No…God in His utter and total holiness demands that sin be atoned for, but in His love, He supplied what His holiness demands, in sending His only begotten Son to the cross. Peter tells us that it is not silver or gold that has purchased our redemption, but the precious blood of Jesus Christ.
We’re talking about how we are “rich beyond imagination”—and so we are in Christ, because my very birthright is that of one who is loved by God so much that He paid the ultimate price, the death of His own Son, to secure my redemption.
The Bible tells of the sacrifices that the Jews made in what we call the Old Testament; these sacrifices were of bulls and goats, but they were not sufficient to make payment for sin. They only covered sin, for a time, but regularly, the Jews were required to make sacrifice. It was an over-and-over thing, but Jesus by His death once-for-all provided the payment for sin; that’s why you didn’t bring your goat with you this morning!

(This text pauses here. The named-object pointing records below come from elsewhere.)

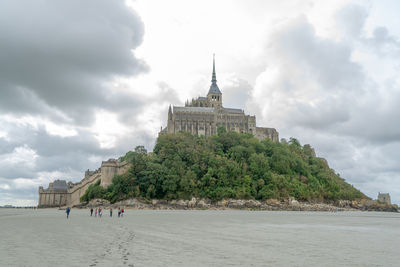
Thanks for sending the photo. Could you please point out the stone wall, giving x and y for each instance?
(71, 195)
(264, 133)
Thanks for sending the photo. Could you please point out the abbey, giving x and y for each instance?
(202, 116)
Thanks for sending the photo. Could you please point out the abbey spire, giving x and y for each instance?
(214, 87)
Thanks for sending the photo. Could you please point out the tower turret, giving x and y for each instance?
(214, 95)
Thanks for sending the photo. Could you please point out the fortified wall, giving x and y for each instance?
(60, 193)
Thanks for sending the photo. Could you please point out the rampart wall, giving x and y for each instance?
(72, 195)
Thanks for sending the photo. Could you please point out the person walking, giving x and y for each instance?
(68, 211)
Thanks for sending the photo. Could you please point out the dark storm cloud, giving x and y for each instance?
(61, 54)
(316, 91)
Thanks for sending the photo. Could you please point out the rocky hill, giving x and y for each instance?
(226, 166)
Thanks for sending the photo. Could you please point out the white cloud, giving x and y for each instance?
(324, 72)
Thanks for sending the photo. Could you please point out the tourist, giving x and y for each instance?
(67, 211)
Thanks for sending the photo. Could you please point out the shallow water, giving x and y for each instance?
(199, 238)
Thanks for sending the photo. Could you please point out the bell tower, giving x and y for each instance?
(214, 95)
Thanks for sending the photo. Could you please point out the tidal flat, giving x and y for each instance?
(45, 237)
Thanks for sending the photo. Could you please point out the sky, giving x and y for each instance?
(85, 81)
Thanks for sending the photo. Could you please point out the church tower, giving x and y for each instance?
(214, 95)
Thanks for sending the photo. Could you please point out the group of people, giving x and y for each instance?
(99, 211)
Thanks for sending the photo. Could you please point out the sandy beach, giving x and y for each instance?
(198, 238)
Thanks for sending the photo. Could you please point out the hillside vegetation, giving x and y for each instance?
(227, 165)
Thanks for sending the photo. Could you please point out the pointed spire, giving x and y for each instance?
(214, 87)
(214, 76)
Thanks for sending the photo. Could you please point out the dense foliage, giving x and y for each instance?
(227, 165)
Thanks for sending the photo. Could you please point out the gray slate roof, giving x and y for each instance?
(234, 110)
(214, 89)
(60, 185)
(193, 109)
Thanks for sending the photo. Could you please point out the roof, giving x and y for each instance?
(60, 185)
(193, 109)
(214, 89)
(234, 110)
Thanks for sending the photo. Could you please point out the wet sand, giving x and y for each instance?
(199, 238)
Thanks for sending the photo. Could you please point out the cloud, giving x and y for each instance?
(316, 90)
(61, 55)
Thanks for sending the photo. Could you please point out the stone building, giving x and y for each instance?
(61, 193)
(55, 195)
(384, 198)
(203, 116)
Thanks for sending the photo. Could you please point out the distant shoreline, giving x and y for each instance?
(241, 204)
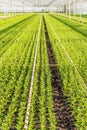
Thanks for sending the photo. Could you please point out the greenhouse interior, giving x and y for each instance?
(43, 64)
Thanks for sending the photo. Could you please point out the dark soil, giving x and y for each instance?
(62, 110)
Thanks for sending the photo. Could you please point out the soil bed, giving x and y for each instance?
(62, 110)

And thus the song of the elders around the throne of God is that Jesus is worthy—but the reason that they ascribe worth to Him is because of the central characteristic of His work: He was slain for our sins (Rev. 5).
4. The Purchaser
The one who pays the price owns the merchandise…It is the prerogative of the Redeemer to set the redeemed free, and Christ has released us from sin’s bondage, power, guilt, condemnation, penalty—one day, in eternity, we’ll be released from sin’s presence as well.
But as we said last week, we reiterate today: the One Who paid the price now owns us; we belong to Christ. Not in the sense that God is a some slave-owner, but in the sense that He is a Father, who lovingly instructs us and leads us. Our adoption—of which we spoke last week—is accomplished through redemption. He paid the price that we might forever be His!

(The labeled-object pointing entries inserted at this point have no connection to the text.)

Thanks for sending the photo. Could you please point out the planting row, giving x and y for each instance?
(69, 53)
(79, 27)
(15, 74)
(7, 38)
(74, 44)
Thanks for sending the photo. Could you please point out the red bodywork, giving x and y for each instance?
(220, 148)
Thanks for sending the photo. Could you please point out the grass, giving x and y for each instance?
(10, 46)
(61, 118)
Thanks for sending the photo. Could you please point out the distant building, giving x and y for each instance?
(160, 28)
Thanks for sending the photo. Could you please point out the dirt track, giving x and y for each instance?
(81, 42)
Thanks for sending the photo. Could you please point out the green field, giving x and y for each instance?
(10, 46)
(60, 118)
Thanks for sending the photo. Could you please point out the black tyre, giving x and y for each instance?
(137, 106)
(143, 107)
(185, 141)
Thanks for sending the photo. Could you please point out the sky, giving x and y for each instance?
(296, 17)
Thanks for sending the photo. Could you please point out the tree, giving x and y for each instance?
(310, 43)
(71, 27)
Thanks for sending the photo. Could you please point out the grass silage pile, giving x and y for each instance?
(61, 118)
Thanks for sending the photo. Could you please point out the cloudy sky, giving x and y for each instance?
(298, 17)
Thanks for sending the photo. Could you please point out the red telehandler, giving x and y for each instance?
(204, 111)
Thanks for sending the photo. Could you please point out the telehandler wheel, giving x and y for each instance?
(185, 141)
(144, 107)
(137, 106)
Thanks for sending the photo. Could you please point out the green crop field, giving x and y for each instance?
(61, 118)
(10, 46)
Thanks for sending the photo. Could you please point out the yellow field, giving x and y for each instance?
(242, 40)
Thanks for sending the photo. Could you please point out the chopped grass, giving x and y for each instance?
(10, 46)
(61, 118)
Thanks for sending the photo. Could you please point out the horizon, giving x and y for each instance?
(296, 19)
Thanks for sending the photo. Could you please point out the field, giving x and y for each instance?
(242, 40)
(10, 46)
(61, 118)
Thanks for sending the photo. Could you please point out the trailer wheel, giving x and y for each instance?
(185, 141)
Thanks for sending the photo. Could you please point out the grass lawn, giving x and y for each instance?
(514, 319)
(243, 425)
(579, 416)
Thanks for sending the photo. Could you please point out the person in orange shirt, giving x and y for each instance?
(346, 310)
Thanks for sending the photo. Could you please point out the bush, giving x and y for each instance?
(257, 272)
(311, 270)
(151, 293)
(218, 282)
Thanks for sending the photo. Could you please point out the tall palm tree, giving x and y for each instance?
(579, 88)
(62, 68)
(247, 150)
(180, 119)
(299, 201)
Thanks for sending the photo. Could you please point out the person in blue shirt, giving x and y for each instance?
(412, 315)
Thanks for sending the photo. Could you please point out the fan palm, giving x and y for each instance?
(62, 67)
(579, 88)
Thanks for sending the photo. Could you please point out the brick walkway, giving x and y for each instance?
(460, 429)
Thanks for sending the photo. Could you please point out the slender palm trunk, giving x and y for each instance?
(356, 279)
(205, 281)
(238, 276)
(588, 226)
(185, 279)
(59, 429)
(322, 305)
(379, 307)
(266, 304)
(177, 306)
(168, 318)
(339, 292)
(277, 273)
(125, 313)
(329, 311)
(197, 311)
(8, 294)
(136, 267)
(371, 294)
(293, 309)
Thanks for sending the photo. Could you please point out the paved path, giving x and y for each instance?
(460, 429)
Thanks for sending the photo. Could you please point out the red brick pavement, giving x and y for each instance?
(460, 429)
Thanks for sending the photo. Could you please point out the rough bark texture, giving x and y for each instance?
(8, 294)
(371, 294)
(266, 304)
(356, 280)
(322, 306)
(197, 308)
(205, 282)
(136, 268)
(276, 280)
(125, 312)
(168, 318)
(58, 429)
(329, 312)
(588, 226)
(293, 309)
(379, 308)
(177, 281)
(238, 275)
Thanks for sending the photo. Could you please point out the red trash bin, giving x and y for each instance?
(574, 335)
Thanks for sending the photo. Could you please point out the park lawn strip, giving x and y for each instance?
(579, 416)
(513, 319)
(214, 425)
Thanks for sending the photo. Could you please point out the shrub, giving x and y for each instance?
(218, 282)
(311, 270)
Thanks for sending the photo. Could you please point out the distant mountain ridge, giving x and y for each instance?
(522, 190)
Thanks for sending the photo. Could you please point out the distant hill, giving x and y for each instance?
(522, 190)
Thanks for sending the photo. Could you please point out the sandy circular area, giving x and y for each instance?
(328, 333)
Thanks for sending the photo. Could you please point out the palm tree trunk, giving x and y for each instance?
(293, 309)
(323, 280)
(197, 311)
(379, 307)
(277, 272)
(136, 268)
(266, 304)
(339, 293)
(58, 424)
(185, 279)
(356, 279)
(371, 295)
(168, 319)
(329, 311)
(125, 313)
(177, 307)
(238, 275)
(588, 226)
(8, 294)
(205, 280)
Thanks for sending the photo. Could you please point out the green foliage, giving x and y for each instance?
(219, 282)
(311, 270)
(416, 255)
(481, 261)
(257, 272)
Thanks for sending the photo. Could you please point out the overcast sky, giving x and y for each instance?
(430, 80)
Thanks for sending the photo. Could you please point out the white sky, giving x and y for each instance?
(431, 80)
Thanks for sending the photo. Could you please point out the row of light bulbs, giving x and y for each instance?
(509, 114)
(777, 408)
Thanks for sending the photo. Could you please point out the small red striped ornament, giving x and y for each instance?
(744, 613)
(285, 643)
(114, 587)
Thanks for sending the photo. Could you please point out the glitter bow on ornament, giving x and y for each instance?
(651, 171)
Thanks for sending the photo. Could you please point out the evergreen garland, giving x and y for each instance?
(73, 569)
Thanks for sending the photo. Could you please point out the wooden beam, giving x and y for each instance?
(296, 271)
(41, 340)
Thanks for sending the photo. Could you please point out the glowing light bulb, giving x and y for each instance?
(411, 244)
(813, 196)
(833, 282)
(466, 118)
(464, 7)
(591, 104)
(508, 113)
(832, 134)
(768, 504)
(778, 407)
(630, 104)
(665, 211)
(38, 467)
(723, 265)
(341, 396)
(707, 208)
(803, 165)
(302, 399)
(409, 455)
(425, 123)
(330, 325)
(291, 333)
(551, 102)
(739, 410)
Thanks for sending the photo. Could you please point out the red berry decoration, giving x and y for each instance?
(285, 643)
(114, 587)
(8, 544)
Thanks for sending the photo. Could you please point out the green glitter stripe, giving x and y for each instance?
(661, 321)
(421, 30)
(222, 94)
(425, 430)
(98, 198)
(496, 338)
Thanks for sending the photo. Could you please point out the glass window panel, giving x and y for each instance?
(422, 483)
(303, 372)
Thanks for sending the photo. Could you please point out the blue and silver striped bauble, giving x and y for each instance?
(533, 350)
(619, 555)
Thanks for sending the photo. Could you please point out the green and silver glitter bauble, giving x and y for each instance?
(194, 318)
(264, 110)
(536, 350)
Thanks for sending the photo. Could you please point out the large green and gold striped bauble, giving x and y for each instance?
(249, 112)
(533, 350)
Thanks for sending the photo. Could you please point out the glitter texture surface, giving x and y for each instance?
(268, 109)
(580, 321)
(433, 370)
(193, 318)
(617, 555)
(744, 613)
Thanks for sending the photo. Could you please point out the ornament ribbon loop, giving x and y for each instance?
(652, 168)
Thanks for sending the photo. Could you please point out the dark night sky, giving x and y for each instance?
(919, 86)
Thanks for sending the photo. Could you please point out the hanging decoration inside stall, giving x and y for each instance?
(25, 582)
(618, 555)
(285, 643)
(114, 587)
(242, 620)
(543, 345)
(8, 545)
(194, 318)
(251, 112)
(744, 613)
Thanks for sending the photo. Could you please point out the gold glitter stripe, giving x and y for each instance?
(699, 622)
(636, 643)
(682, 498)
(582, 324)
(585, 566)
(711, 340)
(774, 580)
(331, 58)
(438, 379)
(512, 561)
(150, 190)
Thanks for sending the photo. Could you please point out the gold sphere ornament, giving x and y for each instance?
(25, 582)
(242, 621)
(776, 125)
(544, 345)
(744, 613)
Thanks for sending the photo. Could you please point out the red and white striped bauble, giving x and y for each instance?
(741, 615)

As fire raged through the house and drew closer, so did the urgency in the voice of the desperate little orphan boy, crying at the top of his lungs for help, hoping his dear grandmother, who had taken him in, could reach him in time to save his life. Unbeknownst to him, his grandmother had already perished in a futile attempt to reach the boy through the fire and smoke. Finally, just when all seemed lost, the little boy’s cries were answered when a stranger climbed an iron drain pipe to reach the boy and then, with the little orphan clinging tightly to his neck, he descended the same iron pipe to safety, and then vanished through the crowd.
A few weeks later, a public hearing was held to award custody of the child. A local farmer, a teacher at the town school, and a wealthy banker were among the townspeople who stepped forward to give the boy a home; each offered reasons to the judge as to why they should be chosen. As they spoke, the little boy’s eyes remained glued to the floor.

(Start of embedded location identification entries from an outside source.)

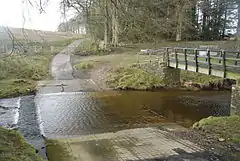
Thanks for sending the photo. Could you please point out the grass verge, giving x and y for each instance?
(56, 151)
(84, 65)
(16, 87)
(133, 78)
(221, 127)
(19, 73)
(14, 148)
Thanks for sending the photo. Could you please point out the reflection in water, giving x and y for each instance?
(70, 114)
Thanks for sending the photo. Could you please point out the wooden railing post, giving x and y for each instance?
(176, 57)
(196, 59)
(224, 63)
(186, 61)
(167, 56)
(238, 55)
(209, 62)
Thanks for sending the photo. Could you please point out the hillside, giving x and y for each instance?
(35, 35)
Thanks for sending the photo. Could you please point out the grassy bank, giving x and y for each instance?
(19, 73)
(133, 78)
(14, 148)
(57, 151)
(227, 128)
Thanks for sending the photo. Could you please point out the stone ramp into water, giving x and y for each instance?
(140, 144)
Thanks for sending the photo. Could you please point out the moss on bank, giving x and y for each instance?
(56, 151)
(221, 127)
(198, 78)
(133, 78)
(14, 148)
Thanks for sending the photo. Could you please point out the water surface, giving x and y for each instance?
(72, 114)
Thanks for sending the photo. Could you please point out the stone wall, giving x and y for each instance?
(235, 104)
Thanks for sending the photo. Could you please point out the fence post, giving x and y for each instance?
(238, 55)
(176, 57)
(196, 59)
(186, 61)
(167, 56)
(224, 63)
(209, 62)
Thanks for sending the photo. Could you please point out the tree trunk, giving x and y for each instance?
(115, 24)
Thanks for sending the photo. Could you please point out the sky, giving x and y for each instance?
(13, 11)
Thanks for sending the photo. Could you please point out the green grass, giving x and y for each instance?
(16, 87)
(84, 65)
(202, 79)
(14, 148)
(221, 127)
(57, 151)
(19, 73)
(133, 78)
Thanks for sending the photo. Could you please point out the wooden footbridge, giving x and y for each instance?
(221, 63)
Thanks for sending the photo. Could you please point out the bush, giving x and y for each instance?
(88, 45)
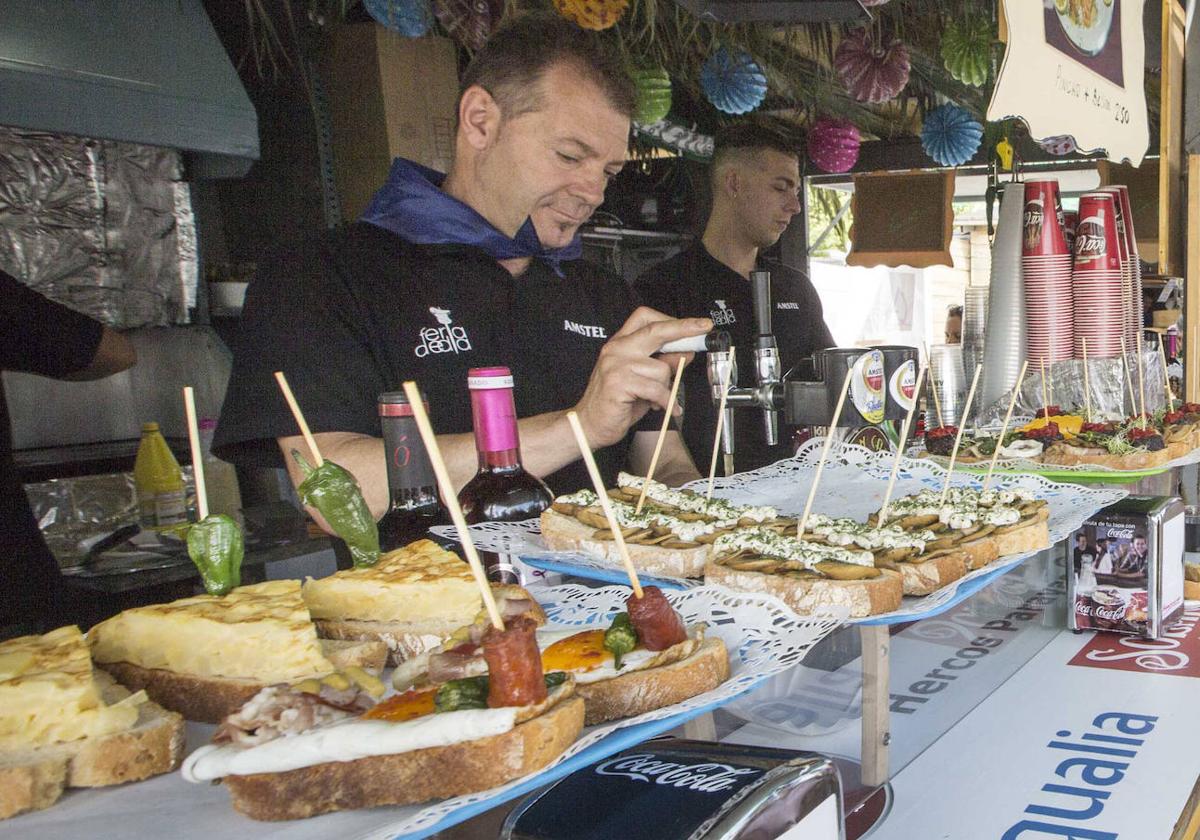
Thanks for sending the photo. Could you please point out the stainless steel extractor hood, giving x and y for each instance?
(143, 71)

As the judge was about to announce his decision, the stranger made his way into the courtroom and to the front. He said nothing, but when the judge asked him his business, his only reply was to slowly take his hands from his pockets, his deeply-scarred, burned hands. The crowd gasped, but the little boy leaped from his seat and into the arms of the man whose hands had been disfigured, burned almost beyond use in saving the little boy’s life when he climbed the red-hot drain pipe. One by one, the townspeople walked silently away, leaving the little boy and his rescuer, his “redeemer”, alone. His marred hands had settled the issue.
And so have the nail-scarred hands of Jesus settled the issue: we belong to Jesus, for it is His blood that purchased our redemption.